Es la poesía de Basilio Sánchez un monumento a la belleza, a la belleza interior de las cosas: «El paisaje es la fuerza / de la pasividad, / el heroísmo / de un impulso creador hacia lo hondo, / hacia los misterioso y lo pequeño, / que es capaz de convertirse en belleza». La búsqueda de la verdad es otra de las claves de su poesía: «Las cosas más hermosas, / las más conmovedoras, lo son sin pretenderlo, / sin recurrir a nada que no sea / la verdad de ellas mismas». Belleza como abismo e introspección de lo cotidiano, para trascender en la palabra como el fulgor del universo. Escribe el poeta: «Las palabras que de alguna manera / asumen lo invisible / son las únicas / que aún podemos decir con esperanza». La esperanza marca el carácter existencialista de la poesía de Basilio Sánchez, como también su humanismo, ese rasgo tan ajeno al devenir actual de la lírica española, y que en ‘El baile de los pájaros” hallamos tan frecuente y unido a los dos anteriores: «La poesía es la parte de uno mismo / que es capaz de sostener la verdad. / Cuando has vivido mucho todo espacio es humano». Esta es la verdad y su encuentro con ella pasa por crear un mundo sublime, en el cual y a través de la palabra, es capaz de alterar el latido del lector, de hacerle temblar, de conmoverlo. Y todo este universo lírico, además, colmado de silencios, de un silencio que impregna de aromas y de música toda su poesía: «El universo es grande, / pero es incomparable a lo que puede contener el silencio».
Basilio Sánchez es, hoy por hoy, y no me duelen prendas en manifestarlo, un gran poeta, diría que un poeta de obligada lectura, imprescindible.
Desde el principio de los tiempos, la palabra -la palabra creadora de la poiesis- ha tratado de explicar el sentido del mundo. No es otra cosa la literatura o la filosofía. En su Teogonía, Hesíodo construyó un relato genesíaco a partir del origen de los dioses; siglos después, en el convulso I a.C., Lucrecio versificó en hexámetros la necesidad de contar con átomos y vacío para mostrar el funcionamiento de las cosas al margen de los dioses, existentes estos, aunque distantes de las minucias humanas. Se podría decir que Basilio Sánchez, en El baile de los pájaros, está más cerca del sentido material de Lucrecio que de aquel Hesíodo de la Teogonía, pues el poeta de Cáceres se detiene en el funcionamiento menudo de la naturaleza, en el goce de lo inmediato que le rodea, en la estima del instante en el que existe.

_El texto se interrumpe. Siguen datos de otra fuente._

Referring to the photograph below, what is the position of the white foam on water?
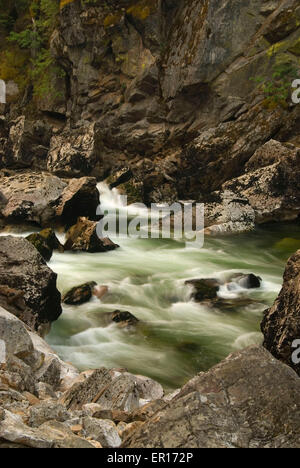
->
[7,183,292,388]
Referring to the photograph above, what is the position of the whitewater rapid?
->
[47,184,300,389]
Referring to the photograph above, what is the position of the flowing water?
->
[47,184,300,389]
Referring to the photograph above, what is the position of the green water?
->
[47,185,300,389]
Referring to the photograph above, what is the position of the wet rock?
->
[56,177,99,227]
[36,382,57,400]
[0,236,62,331]
[0,411,93,448]
[3,115,51,170]
[204,190,255,236]
[62,281,97,305]
[97,374,139,413]
[64,218,119,253]
[47,123,101,177]
[122,347,300,448]
[261,250,300,375]
[185,279,220,302]
[62,368,112,411]
[0,172,67,227]
[26,233,53,262]
[83,417,122,448]
[227,273,262,290]
[109,310,139,327]
[0,307,33,359]
[28,400,70,427]
[47,123,101,177]
[131,375,164,401]
[29,332,79,392]
[223,141,300,224]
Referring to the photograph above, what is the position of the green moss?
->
[126,0,157,21]
[103,11,123,28]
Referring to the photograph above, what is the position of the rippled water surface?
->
[48,186,300,389]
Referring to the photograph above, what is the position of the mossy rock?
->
[62,281,97,305]
[274,237,300,253]
[185,279,220,302]
[26,233,53,262]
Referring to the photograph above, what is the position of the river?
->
[47,184,300,390]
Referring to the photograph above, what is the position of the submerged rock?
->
[26,228,63,262]
[64,218,119,253]
[56,177,99,227]
[0,236,62,332]
[62,281,97,305]
[0,172,67,227]
[227,273,262,289]
[110,310,139,327]
[261,250,300,375]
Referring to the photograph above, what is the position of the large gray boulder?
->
[0,172,99,227]
[0,236,62,333]
[123,347,300,449]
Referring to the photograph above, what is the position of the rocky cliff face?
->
[0,0,300,217]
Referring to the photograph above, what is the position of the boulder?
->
[223,140,300,224]
[0,307,33,359]
[122,346,300,449]
[28,400,70,427]
[204,190,255,236]
[261,250,300,375]
[83,416,122,448]
[56,177,99,227]
[61,368,112,411]
[109,310,139,328]
[64,218,119,253]
[0,236,62,331]
[62,281,97,305]
[0,307,79,399]
[185,278,221,302]
[61,368,164,414]
[3,115,51,170]
[47,123,101,177]
[0,410,94,448]
[26,228,62,262]
[0,172,67,227]
[0,172,99,227]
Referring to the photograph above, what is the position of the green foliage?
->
[0,0,63,97]
[250,62,298,108]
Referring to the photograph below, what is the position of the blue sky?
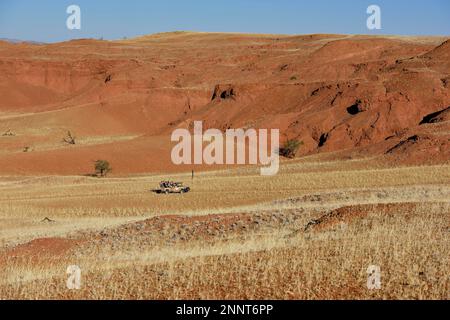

¿Se ha desterrado a los dioses o se ha exiliado a Dios en la obra de Basilio Sánchez?, o de otro modo, ¿es un poeta materialista? No. No es el caso. En esta obra, la religión es un concepto fundamental que vertebra transversamente el libro; es su columna vertebral. Entonces, ¿es un poeta de lo sagrado? Tampoco. Es la suya una religiosidad de la naturaleza de las cosas: de la purificadora nieve, de la noche y de la luz del día, de los trascendentales claros del bosque (cómo resuenan en ese metafórico espacio el aire del pensamiento de Heidegger, de María Zambrano, de Valente…). La Naturaleza más cercana es la religión que devuelve al poeta —no creo que aquí la voz poética esté muy lejos del poeta— al mundo, que lo re-liga o lo vuelve a ligar al presente. En ella lee, como si de un gran texto en el que se escribe el destino se tratara, la esencia de la vida.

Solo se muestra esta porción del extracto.